Another problem with nuisances is that they may only exist for a relatively brief period of time but reoccur.  As such, once the problem condition is abated, the violator can claim that the association’s or the developer’s claim that a nuisance exists is moot.  Stated differently, once a violation is remedied, even temporarily, the violator can claim the association or developer no longer has a basis upon which to proceed.  As such, nuisance violations can be very frustrating.  To compound the problem, boards, managers, associations, and developers must reconcile their attempt to preserve the appearance of their community and the enforceability of their governing documents, with the need to control legal expenses.  As such, a question arises whether an association and/or its counsel should stop proceeding if the matter has been corrected. However, what if the violation reoccurs? What if litigation has already commenced?

The answers to the above questions depend on all the facts and circumstances, including, but not limited to:

  1. How many repeat violations have been committed?
  2. What action did the association represent it would take?
  3. Will the violator agree in writing that the violation existed and that the association will be entitled to a judgment upon any future violation as determined by the board of directors in its sole unfettered discretion and/or upon the occurrence of a specified event?
  4. Will the violator agree to a default judgment in the lawsuit if the association does not seek to recover its attorney fees?
  5. Will the violator pay the attorney fees and costs incurred by the association?
  6. What is the effect on the community and its future enforcement if the association forgoes proceeding?
  7. Will the association lose credibility with its other members if it fails to proceed?
  8. What if any damage has been caused by the nuisance?

As our clients know, we preach the importance of building and preserving credibility.  As such, at times associations and developers may need, want or feel compelled to pursue violators including those who temporarily cure violations.  If you encounter repeat violations, consider speaking with your counsel about attempting to classify the violation as a continuing and/or repeat violation meriting escalation thereof.

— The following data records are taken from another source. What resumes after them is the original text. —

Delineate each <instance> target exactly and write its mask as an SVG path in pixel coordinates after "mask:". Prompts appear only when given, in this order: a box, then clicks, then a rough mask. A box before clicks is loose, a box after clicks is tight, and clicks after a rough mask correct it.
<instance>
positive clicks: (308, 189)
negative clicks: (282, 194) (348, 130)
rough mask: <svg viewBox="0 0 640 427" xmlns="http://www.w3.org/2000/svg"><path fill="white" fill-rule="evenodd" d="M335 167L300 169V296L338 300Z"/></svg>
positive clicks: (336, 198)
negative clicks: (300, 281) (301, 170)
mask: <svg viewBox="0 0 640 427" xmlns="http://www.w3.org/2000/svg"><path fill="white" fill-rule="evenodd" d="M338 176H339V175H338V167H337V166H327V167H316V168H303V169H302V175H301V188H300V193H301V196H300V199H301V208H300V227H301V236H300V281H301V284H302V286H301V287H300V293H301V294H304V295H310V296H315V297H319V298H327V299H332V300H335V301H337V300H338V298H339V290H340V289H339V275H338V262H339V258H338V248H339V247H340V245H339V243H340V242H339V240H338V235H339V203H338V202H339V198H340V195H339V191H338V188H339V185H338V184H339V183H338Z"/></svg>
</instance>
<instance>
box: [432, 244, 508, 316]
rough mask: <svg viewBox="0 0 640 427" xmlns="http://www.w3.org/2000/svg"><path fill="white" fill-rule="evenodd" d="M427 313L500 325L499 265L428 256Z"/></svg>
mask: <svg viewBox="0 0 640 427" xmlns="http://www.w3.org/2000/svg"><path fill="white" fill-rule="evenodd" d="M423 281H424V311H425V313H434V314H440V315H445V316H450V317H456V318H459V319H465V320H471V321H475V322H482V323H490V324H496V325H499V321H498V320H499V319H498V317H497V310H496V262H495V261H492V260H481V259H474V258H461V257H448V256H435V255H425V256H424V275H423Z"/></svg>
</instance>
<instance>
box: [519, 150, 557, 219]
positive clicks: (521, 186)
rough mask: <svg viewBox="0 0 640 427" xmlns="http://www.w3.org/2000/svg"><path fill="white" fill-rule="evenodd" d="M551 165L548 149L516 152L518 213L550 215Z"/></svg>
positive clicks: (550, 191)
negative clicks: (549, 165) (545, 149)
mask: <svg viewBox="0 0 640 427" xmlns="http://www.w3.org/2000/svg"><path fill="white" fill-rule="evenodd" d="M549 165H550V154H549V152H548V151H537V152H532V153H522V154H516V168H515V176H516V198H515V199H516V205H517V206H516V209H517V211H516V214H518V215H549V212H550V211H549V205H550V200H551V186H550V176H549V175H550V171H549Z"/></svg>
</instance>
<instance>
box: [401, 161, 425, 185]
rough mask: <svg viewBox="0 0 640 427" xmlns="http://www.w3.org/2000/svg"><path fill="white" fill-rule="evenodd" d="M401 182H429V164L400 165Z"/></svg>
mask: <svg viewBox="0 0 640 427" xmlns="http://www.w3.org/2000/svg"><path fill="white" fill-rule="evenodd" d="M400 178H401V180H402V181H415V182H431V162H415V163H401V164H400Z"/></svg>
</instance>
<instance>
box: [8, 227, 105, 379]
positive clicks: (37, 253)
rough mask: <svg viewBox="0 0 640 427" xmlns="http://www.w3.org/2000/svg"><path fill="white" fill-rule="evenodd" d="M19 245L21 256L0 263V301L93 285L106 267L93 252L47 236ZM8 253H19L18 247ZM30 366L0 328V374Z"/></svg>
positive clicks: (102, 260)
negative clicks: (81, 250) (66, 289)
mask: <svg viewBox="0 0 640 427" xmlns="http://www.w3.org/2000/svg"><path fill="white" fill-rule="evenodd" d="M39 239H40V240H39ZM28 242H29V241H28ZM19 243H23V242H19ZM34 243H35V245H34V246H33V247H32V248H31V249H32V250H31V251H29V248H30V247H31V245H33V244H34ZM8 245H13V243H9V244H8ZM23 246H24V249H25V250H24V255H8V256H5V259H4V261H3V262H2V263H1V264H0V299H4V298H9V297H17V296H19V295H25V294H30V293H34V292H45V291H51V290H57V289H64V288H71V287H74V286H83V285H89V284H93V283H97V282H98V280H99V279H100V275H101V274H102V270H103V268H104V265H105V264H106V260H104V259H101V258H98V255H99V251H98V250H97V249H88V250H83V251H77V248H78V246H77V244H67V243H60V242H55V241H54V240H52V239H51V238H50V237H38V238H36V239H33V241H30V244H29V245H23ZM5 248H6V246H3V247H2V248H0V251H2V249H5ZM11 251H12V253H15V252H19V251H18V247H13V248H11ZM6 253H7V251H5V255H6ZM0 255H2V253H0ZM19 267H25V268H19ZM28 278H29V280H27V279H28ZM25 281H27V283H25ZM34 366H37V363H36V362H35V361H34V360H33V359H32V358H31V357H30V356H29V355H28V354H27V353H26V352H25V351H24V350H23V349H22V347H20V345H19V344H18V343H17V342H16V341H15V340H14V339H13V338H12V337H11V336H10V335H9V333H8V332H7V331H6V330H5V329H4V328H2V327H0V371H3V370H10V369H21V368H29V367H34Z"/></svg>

Ultimately, nuisance violations are problematic. Moreover, they subject associations, boards, managers and developers to criticism for proceeding, as well as for failing to proceed.  Nevertheless, nuisances are some of the most common violations and need to be addressed, as they can have an adverse impact on:

  1. your community;
  2. property values;
  3. the credibility of management;
  4. the credibility of the board of directors;
  5. the credibility of its officers, and
  6. the credibility of the developer.

Additionally, failure to address nuisances can impair the association’s rights to prohibit future nuisances, especially of the same type.

[1] Despite the above, certain conditions which pose health risks may more clearly be found to constitute nuisances.